Since Gracia brought the subject up in the comments, I've been thinking a lot about what makes us tick as writers.
I was listening to the podcast "I Should Be Writing" by Mur Lafferty awhile ago, and I heard Mur interviewing Neil Gaiman. It was enlightening, and because I listened to it, I no longer believe in writer's block.
Writing Myth #1: Writer's block doesn't exist.
If I am to be a professional writer (and I do want to be), then I have to tell myself that writer's block doesn't exist.
Dentists don't get dentist's block. Truck drivers don't get driver's block. Why should writer's get writer's block?
Most of us who write are of course writing for the fun of it. I mean, I certainly hope no one out there is saying to themselves "Gee, I want to make writing my career because I want to make a lot of money." (Because odds are you won't make a lot of money.) So we don't make it our job because we think it'd be a good paying job. We do it because we like it.

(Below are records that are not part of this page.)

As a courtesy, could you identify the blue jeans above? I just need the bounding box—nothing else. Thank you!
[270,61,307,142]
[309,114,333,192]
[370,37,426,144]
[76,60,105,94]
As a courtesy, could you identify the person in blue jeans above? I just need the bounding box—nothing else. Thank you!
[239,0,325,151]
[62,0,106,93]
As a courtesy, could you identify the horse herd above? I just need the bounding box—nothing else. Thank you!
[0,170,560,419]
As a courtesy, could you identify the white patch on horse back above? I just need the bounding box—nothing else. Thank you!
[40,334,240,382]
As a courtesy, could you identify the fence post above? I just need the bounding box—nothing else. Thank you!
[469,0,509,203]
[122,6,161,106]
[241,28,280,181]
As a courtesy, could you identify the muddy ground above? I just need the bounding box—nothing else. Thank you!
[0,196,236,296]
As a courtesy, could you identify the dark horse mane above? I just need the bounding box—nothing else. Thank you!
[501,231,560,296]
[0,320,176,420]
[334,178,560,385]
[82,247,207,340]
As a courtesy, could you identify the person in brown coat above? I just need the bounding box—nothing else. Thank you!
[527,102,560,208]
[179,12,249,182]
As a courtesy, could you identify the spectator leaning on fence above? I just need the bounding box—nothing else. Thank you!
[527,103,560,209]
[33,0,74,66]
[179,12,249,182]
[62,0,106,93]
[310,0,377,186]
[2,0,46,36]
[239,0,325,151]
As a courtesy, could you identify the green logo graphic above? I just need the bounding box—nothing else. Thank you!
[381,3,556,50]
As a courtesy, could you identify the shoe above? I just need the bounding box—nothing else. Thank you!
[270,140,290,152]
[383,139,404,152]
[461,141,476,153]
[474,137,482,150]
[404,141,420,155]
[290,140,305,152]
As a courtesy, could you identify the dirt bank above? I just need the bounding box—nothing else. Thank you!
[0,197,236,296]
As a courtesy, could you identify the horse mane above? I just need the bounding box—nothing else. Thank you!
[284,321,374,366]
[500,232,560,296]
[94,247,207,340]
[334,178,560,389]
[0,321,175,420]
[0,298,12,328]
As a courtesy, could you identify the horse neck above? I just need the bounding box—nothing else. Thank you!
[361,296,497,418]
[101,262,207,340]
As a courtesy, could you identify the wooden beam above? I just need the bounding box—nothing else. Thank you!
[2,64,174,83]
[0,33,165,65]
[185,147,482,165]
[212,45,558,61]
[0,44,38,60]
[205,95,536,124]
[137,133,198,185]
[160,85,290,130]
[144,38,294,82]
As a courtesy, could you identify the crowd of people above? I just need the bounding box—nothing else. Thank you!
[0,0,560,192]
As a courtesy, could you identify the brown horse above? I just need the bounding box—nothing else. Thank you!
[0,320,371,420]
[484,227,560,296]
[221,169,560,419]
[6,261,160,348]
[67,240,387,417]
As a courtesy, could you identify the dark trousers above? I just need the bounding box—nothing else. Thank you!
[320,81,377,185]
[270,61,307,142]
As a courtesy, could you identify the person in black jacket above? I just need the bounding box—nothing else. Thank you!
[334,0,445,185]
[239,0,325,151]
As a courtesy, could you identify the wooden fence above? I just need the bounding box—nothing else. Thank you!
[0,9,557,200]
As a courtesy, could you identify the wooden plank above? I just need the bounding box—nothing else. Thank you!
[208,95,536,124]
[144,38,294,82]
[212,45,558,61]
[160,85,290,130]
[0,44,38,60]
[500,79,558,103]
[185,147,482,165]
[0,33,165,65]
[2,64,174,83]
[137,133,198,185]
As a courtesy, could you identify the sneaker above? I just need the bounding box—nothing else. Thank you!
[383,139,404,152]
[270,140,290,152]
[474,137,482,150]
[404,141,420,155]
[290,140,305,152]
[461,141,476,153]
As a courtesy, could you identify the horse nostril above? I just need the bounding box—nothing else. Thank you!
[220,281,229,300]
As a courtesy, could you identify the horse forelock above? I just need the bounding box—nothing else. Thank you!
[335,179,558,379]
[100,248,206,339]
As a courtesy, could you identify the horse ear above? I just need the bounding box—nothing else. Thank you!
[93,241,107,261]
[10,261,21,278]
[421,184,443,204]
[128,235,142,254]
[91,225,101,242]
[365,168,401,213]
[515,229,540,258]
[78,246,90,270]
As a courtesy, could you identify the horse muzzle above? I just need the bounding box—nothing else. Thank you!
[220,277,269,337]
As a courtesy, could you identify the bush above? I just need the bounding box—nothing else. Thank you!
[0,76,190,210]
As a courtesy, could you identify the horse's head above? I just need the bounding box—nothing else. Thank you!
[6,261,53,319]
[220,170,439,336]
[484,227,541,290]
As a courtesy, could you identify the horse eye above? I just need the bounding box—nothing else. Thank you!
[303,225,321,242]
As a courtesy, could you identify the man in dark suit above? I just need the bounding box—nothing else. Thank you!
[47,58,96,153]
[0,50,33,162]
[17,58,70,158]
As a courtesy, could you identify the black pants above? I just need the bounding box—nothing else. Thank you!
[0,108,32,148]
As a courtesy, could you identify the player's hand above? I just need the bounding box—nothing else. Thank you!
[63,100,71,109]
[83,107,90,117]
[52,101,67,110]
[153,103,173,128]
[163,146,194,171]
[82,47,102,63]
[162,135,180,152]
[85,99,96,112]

But at the same time, writing is work. It's hard, it takes time, and is an investment. So now whenever I'm tempted to say "I have writer's block," instead I think to myself "I just don't feel like going to work today." (And of course, the appropriate action is to go to work anyway, even when you don't feel like it. That's why it's a job.)
Neil Gaiman had an interesting idea to avoid feeling like you don't want to go to work (aka, to avoid writer's block....even though it doesn't exist). I'm going to try to put this into practice:
Have several projects going at once of different genres, lengths, themes, etc. because when you say you have writer's block, it usually just means that you've hit a snag on your current project. If you don't feel like writing a certain work, go work on something else. Then at least you'll always be writing and will never be blocked.
That being said, there are times when writer's need to take a break. Writing is hard work.
If I am writing a 100,000 word novel, that's 100,000 words that I need to decide which order they go in, which ones get cut, etc. That's at least 100,000 decisions. My brain can only handle making so many decisions at one time before my decision maker gets broken. Also, if there are a lot of little or big life decisions that I have to make, it's also harder to make decisions about my writing.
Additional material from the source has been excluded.